Then we come to the Elderflower Syrup.  When a recipe begins by telling me that the greatest challenge may be finding the main ingredient, and suggests that I should try looking "in the wild" in the Pacific Northwest or mid-Atlantic region, I can be pretty sure that I will never try that recipe.  Julia Child was so concerned that American women wouldn't be able to find the proper ingredients that she changed some of her recipes.  Luisa, on the other hand, tells us to go look outside.  In another state.  Really?  Once I find the elderflowers (20-25 large sprays), I should combine them with some other ingredients in my 5 quart earthenware crock.  Could I borrow yours?

While there are other examples that I could give of recipes with obscure ingredients, there are also lots that I want to try.  I will definitely make the Tomato Bread Soup, using Jim Lahey's No-Knead Bread recipe, as Luisa recommends.  I also need to make the Meatballs in Tomato-Chipotle Sauce.  My husband is always anxious to go over to one of our neighbor's houses during football games, since she makes meatballs just for him.  Now I can compete!  Of course, my neighbor is in The Typical Book Group, so she read this one too, but maybe she'll get frustrated by the elderflowers, skip a few chapters, and miss it.  And finally, I can't wait to try the Apple Tart.  I've made The Pioneer Woman's version, which she calls a "flat apple pie", a bunch of times, but it's never turned out for me.  Hopefully Luisa has the trick.

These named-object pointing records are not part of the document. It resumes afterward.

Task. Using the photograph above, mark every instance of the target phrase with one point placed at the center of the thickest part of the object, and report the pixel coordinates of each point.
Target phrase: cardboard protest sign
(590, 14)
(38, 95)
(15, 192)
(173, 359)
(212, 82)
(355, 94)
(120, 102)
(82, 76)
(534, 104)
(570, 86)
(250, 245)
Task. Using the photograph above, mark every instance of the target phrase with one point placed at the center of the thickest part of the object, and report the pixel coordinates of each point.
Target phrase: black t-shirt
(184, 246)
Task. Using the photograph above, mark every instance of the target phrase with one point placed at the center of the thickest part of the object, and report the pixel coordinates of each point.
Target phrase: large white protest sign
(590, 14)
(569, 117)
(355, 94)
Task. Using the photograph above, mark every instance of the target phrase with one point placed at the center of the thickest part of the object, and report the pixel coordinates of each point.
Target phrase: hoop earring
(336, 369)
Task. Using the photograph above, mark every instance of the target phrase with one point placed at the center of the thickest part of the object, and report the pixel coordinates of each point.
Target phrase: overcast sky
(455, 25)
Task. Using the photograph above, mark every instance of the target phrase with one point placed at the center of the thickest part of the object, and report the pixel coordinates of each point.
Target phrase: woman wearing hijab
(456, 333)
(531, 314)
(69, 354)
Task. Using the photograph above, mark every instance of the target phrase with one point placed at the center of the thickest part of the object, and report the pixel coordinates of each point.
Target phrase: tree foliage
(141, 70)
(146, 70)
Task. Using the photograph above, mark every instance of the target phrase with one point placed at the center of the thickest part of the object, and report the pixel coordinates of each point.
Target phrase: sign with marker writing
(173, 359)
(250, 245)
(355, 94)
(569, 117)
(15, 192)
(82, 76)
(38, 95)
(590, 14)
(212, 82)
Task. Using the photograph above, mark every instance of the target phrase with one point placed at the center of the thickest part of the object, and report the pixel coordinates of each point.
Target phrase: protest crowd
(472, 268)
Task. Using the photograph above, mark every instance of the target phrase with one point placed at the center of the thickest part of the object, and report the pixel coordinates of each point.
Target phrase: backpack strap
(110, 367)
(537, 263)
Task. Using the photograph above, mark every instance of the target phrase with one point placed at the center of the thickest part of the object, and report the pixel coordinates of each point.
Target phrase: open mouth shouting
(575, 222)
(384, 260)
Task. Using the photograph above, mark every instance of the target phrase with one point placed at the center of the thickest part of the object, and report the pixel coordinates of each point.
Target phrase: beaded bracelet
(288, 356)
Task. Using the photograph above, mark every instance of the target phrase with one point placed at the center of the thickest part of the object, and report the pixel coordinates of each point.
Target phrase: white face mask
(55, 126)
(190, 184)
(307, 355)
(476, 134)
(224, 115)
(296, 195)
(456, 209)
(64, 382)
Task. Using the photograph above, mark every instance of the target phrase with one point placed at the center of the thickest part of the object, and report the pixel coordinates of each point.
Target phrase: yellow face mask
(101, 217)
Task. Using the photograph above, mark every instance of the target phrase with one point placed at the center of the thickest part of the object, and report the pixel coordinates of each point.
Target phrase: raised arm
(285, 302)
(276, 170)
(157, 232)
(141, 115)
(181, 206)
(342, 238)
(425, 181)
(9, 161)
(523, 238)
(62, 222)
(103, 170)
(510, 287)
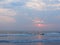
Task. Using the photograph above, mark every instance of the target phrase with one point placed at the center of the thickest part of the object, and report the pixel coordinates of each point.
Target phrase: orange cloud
(36, 4)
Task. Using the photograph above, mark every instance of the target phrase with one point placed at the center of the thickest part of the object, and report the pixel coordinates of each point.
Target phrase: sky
(42, 15)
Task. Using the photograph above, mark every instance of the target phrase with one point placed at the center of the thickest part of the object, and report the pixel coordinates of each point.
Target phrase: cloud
(39, 22)
(42, 5)
(8, 1)
(54, 6)
(36, 4)
(5, 19)
(7, 12)
(7, 15)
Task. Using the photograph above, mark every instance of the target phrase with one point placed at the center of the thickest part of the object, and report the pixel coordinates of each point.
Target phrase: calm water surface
(30, 39)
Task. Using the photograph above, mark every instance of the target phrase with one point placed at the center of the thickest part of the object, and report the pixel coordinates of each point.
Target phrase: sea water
(50, 38)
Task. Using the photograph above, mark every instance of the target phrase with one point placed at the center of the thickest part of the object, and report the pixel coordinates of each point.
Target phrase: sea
(40, 38)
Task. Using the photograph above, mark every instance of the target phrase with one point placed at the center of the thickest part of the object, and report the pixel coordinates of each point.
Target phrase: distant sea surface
(47, 38)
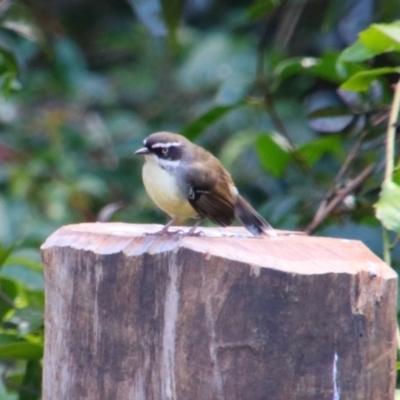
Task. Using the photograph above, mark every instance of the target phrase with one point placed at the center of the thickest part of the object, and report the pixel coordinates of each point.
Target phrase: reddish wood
(221, 316)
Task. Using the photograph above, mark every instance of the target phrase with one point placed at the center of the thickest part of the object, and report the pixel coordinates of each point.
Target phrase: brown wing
(210, 196)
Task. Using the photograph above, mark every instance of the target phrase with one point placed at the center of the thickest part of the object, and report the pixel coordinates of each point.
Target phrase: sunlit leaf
(330, 119)
(381, 38)
(313, 151)
(327, 67)
(273, 154)
(27, 320)
(149, 13)
(21, 351)
(31, 384)
(387, 209)
(172, 11)
(356, 52)
(362, 81)
(192, 130)
(262, 7)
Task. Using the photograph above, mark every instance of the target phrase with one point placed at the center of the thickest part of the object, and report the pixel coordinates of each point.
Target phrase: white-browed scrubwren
(187, 181)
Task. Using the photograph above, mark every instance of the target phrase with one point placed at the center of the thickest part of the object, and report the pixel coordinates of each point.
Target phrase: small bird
(187, 181)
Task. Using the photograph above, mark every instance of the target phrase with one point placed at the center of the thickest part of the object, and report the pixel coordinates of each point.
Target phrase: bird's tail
(252, 221)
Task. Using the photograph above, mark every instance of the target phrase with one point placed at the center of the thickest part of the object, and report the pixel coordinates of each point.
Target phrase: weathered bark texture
(142, 317)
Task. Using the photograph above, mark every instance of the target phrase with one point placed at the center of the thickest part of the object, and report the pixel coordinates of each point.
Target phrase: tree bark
(221, 316)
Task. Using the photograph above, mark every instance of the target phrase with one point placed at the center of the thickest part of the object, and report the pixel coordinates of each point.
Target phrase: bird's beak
(142, 151)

As for the story, it is a good one, and I might have even read it without the recipes!  Luisa  lives an interesting life with her nontraditional family and her lost and found love life.  She also acts as an unofficial ambassador to Berlin, making it sound like we all should go, if only for the elderflowers.  I am adding a link to Luisa's blog to the column to the right, so we can check in and see what she is up to.  It looks good to me!